Lessons: Data Extraction as System Understanding

1. Expect Surprises

Budget time for discovering things that aren’t documented. The social media kit was pure bonus because we questioned pagination.

2. Parallel Everything You Can

Modern machines can handle it. You’ll spot patterns faster when you see multiple sections simultaneously.

3. Document As You Go

Not after. During. Your future self (and the migration team) will thank you.

4. Validate Early and Often

Better to catch issues at 10 records than 10,000. Our dual-format approach made validation continuous.

5. Understand the Why

Don’t just extract the data - understand the system it represents. Why 7 donation options? Why 1,960 product variants? Each complexity solved a real problem.

The Philosophy: Extraction as Investigation

Every website is someone’s solution to a problem. When you’re extracting data, you’re reverse-engineering their engineering decisions.

The complexity we found:

359 chapter routing
Sophisticated donation system
Hidden social media toolkit
Enterprise authentication
E-commerce at scale

This wasn’t accidental. It evolved to solve coordination problems at a scale where email and spreadsheets break down.

That’s what makes extraction projects interesting. You’re not just copying data - you’re learning how systems evolve under real-world constraints.

Technical Stack Reference

🔧 Extraction Technology ▼

Primary Tool

Playwright MCP (browser automation)

Approach

DOM inspection + network analysis

Parallelization

4 Explore subagents simultaneously

Output Format

Dual (JSON + Markdown)

Version Control

Git from project start

Validation

Cross-referenced multiple sources

Key Integrations Documented:

Shopify (e-commerce platform)
FundraiseUp (donation widget)
Salesforce (CRM backend)
JotForm (contact routing)
Google OAuth 2.0 (staff authentication)
GuideStar/Candid (transparency verification)

The Bottom Line

We extracted 14 major components, created 57+ files, about 1.8 MB of structured data. 100% success rate on extraction targets plus bonus discoveries.
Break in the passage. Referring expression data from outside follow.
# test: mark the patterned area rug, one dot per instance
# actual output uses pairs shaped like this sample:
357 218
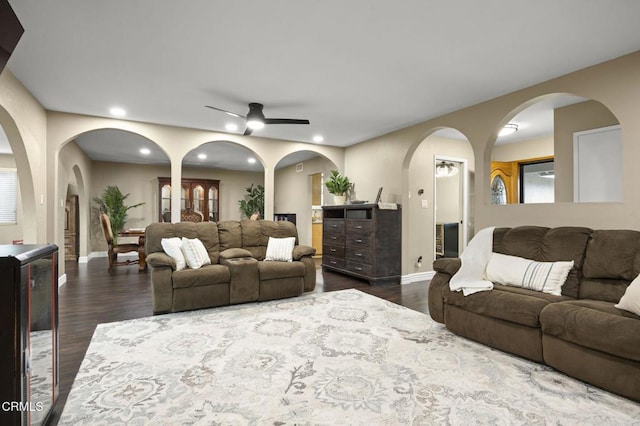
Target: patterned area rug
334 358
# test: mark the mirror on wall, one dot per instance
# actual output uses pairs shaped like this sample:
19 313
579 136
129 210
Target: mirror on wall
537 157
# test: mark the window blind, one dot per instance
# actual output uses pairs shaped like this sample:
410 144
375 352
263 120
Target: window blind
8 194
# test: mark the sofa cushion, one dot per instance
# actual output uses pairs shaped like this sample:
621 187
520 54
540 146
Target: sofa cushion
613 254
612 261
514 304
230 234
594 324
207 275
547 245
275 270
631 299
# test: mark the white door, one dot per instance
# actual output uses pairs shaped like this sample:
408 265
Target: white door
597 165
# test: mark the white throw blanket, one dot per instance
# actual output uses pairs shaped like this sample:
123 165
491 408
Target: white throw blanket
475 257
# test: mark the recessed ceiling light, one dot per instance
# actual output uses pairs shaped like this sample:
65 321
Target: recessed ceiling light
118 112
508 129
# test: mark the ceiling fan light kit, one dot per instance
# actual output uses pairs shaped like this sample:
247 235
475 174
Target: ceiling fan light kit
256 120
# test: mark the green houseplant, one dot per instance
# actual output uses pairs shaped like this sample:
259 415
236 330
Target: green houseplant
112 204
338 185
253 201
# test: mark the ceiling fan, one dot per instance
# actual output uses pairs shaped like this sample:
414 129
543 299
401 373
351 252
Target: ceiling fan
255 118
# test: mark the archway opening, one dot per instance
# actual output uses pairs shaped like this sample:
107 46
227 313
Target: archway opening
303 173
440 190
561 148
216 177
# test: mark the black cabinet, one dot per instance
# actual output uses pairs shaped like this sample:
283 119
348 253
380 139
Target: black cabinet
28 333
364 241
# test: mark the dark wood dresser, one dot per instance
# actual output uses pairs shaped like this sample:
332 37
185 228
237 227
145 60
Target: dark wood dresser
364 241
28 333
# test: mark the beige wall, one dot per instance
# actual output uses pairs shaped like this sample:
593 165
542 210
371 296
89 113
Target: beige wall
534 148
385 161
293 193
568 120
24 122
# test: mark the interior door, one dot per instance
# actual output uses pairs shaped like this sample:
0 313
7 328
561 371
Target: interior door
450 208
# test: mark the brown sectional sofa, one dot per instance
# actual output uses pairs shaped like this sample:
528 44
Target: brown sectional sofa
237 273
580 333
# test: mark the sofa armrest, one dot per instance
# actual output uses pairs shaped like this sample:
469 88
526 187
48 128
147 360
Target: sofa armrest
447 265
301 251
158 259
234 253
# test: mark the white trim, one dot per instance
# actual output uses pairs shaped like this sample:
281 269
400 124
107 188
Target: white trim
95 254
418 276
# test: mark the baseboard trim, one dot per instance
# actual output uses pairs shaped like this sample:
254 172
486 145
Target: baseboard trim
418 276
95 254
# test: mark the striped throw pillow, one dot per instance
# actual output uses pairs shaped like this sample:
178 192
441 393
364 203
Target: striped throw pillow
547 277
195 253
280 249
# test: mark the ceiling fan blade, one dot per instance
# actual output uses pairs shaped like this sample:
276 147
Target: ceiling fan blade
227 112
285 121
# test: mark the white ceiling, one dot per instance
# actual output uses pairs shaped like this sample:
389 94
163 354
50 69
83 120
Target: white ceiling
355 69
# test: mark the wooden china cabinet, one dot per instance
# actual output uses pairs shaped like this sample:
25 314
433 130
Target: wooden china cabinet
201 195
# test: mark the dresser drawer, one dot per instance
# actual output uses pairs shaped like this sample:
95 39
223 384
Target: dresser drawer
360 254
335 226
359 268
359 239
359 226
331 250
333 261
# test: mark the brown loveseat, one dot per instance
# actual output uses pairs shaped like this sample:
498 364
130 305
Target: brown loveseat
580 333
237 273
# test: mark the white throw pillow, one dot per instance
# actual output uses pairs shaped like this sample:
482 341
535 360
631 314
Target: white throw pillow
630 301
280 249
173 247
195 253
547 277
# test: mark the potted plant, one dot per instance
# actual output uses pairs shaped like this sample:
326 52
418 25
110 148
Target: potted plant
253 202
338 185
112 204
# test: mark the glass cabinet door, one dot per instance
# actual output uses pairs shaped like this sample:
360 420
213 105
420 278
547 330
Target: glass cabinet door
201 195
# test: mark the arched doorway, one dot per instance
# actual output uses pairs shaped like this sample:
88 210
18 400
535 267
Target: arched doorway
224 171
439 171
300 193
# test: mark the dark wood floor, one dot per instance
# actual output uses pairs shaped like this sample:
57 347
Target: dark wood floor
92 296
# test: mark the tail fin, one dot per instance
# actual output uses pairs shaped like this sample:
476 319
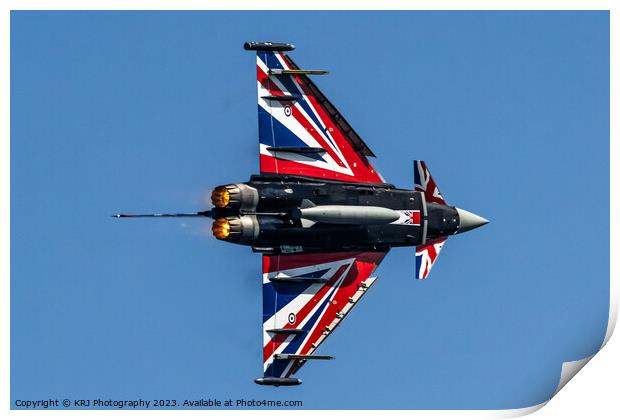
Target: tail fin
425 183
426 255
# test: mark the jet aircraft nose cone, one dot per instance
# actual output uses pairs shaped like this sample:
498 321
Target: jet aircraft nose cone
469 220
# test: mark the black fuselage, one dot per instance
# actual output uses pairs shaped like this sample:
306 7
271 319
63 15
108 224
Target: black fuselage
267 211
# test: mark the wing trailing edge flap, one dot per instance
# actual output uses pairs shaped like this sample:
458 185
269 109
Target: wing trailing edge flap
311 309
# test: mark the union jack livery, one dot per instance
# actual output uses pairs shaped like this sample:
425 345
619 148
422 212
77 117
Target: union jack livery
320 214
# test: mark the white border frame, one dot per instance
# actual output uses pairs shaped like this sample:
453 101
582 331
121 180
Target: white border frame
599 380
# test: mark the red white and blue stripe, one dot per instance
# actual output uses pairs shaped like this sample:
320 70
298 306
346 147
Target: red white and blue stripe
302 122
425 183
315 308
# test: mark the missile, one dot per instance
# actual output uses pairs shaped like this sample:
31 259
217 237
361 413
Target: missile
338 214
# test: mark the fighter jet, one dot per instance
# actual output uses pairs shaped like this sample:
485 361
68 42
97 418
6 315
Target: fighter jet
320 214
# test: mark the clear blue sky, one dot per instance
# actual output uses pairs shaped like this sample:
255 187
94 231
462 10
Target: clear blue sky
147 111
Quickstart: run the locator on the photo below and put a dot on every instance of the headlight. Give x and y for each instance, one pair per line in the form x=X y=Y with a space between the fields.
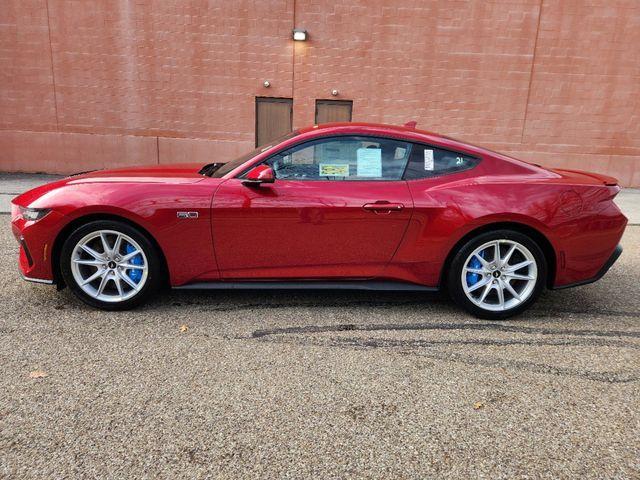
x=33 y=214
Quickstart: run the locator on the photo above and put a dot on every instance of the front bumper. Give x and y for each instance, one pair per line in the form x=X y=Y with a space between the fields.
x=36 y=240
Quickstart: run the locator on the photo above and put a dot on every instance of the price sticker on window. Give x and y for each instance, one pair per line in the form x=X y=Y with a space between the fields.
x=428 y=159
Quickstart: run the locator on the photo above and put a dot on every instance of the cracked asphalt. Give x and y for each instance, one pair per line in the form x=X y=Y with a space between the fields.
x=320 y=384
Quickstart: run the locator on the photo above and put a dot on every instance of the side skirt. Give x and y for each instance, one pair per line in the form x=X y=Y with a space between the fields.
x=310 y=285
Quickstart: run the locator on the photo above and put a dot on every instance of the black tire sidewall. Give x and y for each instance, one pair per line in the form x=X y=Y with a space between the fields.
x=150 y=251
x=454 y=282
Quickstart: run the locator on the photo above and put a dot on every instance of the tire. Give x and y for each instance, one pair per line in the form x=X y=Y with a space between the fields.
x=110 y=279
x=476 y=279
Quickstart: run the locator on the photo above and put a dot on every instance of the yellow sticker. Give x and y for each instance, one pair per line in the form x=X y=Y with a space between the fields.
x=334 y=170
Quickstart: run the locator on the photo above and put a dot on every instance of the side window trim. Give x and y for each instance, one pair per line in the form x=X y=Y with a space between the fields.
x=398 y=138
x=476 y=162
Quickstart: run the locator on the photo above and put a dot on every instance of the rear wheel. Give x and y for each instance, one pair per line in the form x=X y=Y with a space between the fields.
x=110 y=265
x=497 y=274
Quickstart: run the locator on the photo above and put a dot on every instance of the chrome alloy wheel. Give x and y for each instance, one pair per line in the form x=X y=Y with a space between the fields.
x=109 y=266
x=499 y=275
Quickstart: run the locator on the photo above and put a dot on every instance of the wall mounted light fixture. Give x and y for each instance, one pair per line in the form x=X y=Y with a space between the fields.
x=299 y=35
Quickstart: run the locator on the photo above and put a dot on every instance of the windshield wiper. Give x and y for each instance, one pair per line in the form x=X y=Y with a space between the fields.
x=209 y=168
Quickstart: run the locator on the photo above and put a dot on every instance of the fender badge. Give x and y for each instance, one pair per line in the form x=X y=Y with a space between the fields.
x=187 y=214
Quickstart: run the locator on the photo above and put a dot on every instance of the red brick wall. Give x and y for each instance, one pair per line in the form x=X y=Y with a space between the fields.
x=90 y=84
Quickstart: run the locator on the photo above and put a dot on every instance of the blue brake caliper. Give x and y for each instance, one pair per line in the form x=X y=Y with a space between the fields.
x=473 y=278
x=133 y=273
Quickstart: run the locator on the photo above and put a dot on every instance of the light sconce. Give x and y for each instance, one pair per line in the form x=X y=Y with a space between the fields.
x=299 y=35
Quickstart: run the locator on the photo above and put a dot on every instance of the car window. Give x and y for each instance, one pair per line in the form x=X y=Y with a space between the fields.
x=427 y=161
x=227 y=167
x=343 y=158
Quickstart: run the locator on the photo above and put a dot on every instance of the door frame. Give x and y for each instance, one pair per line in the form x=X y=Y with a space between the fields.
x=259 y=99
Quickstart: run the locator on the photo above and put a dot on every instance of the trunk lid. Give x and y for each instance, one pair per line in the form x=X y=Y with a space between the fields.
x=583 y=177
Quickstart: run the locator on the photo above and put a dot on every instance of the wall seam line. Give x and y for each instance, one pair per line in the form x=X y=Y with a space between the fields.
x=53 y=75
x=533 y=63
x=293 y=67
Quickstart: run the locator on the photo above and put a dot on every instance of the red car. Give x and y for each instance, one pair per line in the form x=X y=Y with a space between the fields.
x=355 y=206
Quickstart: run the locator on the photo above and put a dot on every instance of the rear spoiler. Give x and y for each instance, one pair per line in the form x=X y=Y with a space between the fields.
x=595 y=177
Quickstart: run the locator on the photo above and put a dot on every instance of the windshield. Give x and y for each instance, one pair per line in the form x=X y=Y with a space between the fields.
x=229 y=166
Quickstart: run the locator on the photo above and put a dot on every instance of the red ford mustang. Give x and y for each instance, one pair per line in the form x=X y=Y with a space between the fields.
x=358 y=206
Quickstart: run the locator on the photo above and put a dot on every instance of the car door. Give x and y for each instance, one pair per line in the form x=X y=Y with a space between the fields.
x=337 y=209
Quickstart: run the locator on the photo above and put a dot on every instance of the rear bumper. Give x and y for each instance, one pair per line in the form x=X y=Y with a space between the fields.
x=601 y=273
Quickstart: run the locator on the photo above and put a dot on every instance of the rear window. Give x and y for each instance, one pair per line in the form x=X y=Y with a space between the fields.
x=427 y=161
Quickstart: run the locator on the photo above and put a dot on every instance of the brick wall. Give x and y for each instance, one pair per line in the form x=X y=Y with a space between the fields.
x=97 y=83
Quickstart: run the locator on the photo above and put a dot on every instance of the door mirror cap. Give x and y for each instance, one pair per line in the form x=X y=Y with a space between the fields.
x=260 y=174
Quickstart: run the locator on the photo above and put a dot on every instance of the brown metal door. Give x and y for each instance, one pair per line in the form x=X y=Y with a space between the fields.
x=333 y=111
x=273 y=118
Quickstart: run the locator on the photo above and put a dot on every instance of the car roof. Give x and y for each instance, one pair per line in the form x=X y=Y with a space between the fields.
x=406 y=131
x=410 y=133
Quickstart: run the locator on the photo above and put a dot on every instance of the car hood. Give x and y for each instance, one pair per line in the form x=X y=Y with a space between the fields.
x=165 y=174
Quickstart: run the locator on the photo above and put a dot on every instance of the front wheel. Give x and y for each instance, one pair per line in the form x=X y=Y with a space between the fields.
x=110 y=265
x=497 y=274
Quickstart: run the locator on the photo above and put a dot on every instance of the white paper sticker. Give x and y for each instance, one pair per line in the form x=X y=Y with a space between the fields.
x=334 y=170
x=369 y=162
x=428 y=159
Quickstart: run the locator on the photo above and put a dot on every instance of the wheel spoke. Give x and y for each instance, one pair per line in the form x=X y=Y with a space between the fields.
x=485 y=293
x=129 y=256
x=507 y=257
x=116 y=246
x=131 y=266
x=105 y=243
x=518 y=266
x=500 y=295
x=478 y=285
x=512 y=291
x=130 y=282
x=92 y=252
x=103 y=283
x=475 y=270
x=515 y=276
x=118 y=285
x=90 y=279
x=482 y=260
x=93 y=263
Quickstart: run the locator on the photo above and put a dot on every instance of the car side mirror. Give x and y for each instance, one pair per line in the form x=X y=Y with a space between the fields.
x=258 y=175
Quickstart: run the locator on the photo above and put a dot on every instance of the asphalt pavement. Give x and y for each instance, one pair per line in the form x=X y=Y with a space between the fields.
x=320 y=384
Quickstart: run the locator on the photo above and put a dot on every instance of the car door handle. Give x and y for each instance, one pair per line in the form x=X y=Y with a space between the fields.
x=383 y=206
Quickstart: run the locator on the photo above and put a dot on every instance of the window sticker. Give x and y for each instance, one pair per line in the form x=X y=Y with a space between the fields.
x=428 y=159
x=369 y=162
x=334 y=169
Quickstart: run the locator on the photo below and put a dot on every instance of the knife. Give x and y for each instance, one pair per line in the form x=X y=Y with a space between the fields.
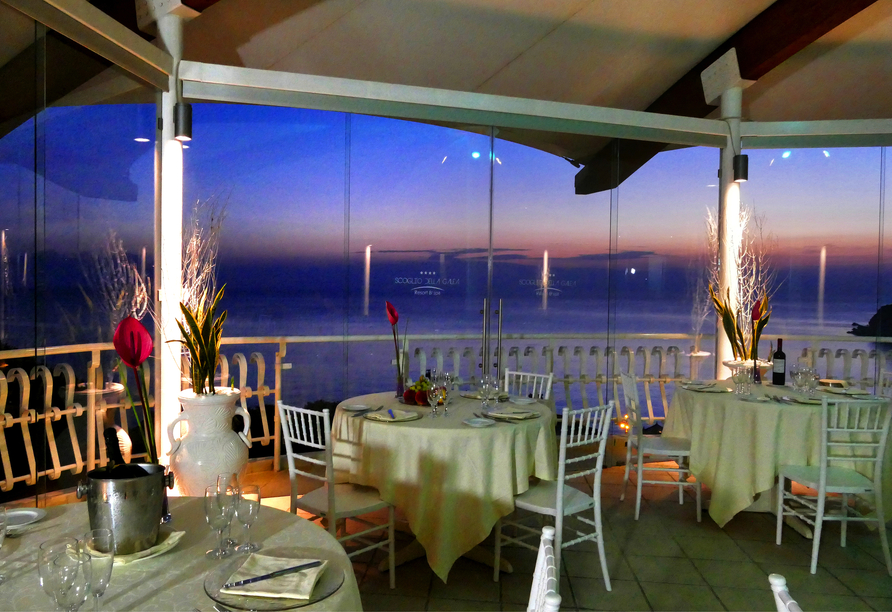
x=288 y=570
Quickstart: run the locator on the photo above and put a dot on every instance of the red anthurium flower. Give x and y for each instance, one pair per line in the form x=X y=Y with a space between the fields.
x=392 y=315
x=132 y=342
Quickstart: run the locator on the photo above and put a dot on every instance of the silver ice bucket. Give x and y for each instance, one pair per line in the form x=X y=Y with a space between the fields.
x=130 y=507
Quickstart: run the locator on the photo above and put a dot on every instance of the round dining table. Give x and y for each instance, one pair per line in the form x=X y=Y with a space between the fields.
x=738 y=442
x=173 y=580
x=451 y=480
But more than that, we understood the system. We know why it’s built the way it is. The migration team isn’t just getting data - they’re getting insight into how the digital infrastructure actually works.

And that social media kit at /blog/page/2/? Perfect example of why you question assumptions during extraction.

The real lesson: Extraction projects are never just about the data. They’re about understanding systems, discovering hidden patterns, and sometimes finding functionality at URLs that make no logical sense.

Project Stats:

Duration: ~3 hours across 3 sessions
Components Extracted: 14
Files Created: 57+
Total Data Size: ~1.8 MB
Success Rate: 100%
Bonus Discoveries: 1 (Social Media Kit)
Coffee Consumed: Probably several cups

Final Thought: The best part of this project wasn’t the extraction itself - it was understanding how systems evolve when they’re solving coordination problems at scale. Every complexity had a reason. Every integration served a purpose.

That’s worth documenting.